🤖 AI Summary
This work addresses the problem of reliable data recovery in DNA storage systems employing MDS-based concatenated coding (e.g., Reed–Solomon codes) under independent and identically distributed substitution errors. We establish the first end-to-end analytical model for the success probability of error detection and correction. Our method integrates information-theoretic analysis, probabilistic modeling, and DNA channel characteristics to quantify how sequencing read count, inter-strand read distribution, inner and outer code rates, and substitution error rate jointly affect recovery reliability. Key contributions include: (i) uncovering a fundamental trade-off between inner and outer code rates; (ii) deriving a closed-form expression for the minimum required number of reads to guarantee high-reliability recovery; and (iii) providing a computationally tractable criterion for optimal code rate allocation. This work lays a rigorous theoretical foundation and offers practical design guidelines for joint coding and sequencing optimization in high-reliability, low-overhead DNA storage systems.
📝 Abstract
This work presents a theoretical analysis of the probability of successfully retrieving data encoded with MDS codes (e.g., Reed-Solomon codes) in DNA storage systems.

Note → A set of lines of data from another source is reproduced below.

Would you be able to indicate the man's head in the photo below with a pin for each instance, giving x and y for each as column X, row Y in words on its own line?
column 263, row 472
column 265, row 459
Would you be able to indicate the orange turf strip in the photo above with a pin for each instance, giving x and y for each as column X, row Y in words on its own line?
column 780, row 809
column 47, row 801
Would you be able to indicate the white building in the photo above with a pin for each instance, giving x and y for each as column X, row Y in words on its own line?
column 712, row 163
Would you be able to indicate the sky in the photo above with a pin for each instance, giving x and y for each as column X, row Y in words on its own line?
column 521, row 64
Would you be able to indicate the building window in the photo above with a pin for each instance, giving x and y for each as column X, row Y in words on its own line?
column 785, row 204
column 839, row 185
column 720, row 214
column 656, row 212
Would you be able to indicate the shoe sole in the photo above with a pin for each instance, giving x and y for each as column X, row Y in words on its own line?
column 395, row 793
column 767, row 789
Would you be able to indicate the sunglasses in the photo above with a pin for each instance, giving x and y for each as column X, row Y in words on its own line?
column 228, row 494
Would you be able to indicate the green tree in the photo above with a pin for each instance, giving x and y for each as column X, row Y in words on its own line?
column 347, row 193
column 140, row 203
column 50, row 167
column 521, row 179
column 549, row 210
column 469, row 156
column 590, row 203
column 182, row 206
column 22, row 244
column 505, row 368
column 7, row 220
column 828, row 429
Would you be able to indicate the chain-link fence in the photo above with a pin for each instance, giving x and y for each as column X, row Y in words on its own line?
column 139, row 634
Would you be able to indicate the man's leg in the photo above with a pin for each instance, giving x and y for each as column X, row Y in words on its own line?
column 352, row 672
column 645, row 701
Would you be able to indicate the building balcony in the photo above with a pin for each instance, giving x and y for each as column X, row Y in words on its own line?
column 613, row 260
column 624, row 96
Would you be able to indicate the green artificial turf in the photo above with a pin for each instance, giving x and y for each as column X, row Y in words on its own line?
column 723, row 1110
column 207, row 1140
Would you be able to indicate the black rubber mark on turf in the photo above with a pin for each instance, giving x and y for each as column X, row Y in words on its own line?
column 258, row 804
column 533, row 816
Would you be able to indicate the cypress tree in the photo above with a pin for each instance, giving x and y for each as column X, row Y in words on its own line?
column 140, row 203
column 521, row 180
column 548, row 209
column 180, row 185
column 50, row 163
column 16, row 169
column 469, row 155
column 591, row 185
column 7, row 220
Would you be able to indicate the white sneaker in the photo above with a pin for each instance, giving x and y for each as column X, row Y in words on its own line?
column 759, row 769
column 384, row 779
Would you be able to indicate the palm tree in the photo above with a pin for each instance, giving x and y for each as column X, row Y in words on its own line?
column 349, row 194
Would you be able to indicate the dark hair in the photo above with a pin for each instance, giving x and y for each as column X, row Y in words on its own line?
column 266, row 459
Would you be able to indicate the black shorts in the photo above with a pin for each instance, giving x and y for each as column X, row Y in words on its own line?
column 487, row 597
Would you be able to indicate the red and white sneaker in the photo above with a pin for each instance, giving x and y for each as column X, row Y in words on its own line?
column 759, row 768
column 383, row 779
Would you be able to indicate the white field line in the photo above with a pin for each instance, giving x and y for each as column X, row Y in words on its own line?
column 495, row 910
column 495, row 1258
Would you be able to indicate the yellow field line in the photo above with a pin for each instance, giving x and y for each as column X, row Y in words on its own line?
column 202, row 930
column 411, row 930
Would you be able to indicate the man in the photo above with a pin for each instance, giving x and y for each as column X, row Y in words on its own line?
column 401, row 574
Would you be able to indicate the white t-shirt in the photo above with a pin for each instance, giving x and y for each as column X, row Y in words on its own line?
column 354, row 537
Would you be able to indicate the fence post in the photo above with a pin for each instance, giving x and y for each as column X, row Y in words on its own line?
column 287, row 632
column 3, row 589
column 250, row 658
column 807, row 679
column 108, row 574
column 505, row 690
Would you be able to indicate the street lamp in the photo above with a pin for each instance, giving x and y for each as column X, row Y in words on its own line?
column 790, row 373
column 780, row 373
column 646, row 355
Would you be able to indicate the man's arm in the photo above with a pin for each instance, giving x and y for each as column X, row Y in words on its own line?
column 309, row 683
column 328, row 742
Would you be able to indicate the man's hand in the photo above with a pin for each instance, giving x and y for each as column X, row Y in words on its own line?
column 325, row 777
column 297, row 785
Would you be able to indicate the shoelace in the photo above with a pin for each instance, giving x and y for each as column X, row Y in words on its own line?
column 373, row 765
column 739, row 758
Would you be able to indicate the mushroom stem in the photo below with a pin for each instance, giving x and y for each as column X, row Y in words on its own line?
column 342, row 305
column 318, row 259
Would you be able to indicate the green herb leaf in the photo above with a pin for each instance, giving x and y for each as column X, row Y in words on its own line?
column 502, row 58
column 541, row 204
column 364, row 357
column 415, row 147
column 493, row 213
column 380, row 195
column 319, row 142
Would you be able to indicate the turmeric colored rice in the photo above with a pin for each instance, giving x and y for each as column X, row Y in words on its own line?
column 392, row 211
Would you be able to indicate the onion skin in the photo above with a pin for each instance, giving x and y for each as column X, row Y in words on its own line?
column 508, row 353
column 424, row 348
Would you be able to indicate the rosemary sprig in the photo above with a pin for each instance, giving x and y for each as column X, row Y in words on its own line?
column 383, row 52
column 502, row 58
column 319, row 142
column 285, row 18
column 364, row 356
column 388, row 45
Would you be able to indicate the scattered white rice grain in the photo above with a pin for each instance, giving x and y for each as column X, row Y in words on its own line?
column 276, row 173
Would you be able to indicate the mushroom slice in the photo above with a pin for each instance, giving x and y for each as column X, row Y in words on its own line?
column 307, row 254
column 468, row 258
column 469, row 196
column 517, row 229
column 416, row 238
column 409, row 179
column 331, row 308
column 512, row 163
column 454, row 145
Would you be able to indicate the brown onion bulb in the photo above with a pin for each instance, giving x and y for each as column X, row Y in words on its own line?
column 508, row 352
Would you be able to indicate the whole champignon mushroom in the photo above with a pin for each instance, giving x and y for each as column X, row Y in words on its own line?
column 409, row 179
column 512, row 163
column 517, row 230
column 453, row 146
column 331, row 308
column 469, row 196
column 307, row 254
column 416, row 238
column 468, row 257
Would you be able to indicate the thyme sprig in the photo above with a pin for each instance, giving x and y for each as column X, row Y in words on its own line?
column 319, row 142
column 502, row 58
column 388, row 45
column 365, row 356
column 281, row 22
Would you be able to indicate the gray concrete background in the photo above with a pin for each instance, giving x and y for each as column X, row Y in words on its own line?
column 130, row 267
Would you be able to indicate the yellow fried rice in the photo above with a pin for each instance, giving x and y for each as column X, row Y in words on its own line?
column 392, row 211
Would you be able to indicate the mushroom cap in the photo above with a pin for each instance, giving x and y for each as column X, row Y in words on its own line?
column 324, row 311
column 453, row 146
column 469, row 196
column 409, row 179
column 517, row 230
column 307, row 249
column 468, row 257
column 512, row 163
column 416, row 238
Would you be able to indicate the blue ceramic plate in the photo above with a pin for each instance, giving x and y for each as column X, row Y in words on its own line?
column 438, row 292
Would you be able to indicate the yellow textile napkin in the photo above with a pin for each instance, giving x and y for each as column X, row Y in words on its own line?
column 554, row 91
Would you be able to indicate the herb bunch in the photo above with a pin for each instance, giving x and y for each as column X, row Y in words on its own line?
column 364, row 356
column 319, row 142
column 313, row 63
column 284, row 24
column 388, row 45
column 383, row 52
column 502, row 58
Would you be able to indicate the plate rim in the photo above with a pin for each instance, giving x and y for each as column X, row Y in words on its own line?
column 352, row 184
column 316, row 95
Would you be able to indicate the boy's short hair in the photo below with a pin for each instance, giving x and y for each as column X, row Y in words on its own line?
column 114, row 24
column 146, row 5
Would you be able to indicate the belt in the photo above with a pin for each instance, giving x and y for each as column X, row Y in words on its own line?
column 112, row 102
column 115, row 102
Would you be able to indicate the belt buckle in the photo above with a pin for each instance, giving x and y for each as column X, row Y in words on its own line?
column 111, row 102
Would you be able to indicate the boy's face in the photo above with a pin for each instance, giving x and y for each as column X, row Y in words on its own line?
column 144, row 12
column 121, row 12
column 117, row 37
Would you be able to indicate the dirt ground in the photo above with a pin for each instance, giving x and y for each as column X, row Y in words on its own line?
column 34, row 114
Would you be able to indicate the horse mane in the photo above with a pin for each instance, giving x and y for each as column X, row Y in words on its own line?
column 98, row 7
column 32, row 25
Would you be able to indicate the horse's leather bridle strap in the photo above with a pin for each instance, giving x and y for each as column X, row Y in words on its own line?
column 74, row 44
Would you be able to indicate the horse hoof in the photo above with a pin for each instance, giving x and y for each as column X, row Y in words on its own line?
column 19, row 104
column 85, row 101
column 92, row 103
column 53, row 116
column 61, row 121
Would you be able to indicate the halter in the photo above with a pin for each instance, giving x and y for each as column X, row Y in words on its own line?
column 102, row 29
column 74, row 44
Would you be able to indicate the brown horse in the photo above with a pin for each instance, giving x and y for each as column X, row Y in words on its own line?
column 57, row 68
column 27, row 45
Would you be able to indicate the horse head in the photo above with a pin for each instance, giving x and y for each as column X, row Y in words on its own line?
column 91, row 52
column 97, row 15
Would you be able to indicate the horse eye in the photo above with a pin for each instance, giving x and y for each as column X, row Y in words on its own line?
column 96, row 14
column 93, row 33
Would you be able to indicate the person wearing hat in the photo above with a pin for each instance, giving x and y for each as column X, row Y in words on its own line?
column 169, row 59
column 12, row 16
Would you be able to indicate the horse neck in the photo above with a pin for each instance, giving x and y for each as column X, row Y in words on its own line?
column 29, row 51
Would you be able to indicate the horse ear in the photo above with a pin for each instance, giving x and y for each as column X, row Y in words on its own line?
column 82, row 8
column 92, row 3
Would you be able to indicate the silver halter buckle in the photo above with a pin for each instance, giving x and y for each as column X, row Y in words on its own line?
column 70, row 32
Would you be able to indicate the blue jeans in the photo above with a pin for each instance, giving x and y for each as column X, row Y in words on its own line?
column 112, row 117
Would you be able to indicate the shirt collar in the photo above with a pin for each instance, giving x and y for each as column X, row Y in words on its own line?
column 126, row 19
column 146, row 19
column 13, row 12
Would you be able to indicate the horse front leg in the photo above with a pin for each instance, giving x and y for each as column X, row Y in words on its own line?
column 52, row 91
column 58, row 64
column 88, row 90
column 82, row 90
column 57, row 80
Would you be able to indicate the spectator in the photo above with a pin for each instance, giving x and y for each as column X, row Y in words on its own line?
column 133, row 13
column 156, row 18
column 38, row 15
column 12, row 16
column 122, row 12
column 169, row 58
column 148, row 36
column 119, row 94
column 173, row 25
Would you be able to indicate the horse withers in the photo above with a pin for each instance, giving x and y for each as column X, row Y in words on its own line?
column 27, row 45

We study this probability under independent and identically distributed (i.i.d.) substitution errors, focusing on a common code design strategy that combines inner and outer MDS codes. Our analysis demonstrates how this probability depends on factors such as the total number of sequencing reads, their distribution across strands, the rates of the inner and outer codes, and the substitution error probabilities. These results provide actionable insights into optimizing DNA storage systems under reliability constraints, including determining the minimum number of sequencing reads needed for reliable data retrieval and identifying the optimal balance between the rates of inner and outer MDS codes.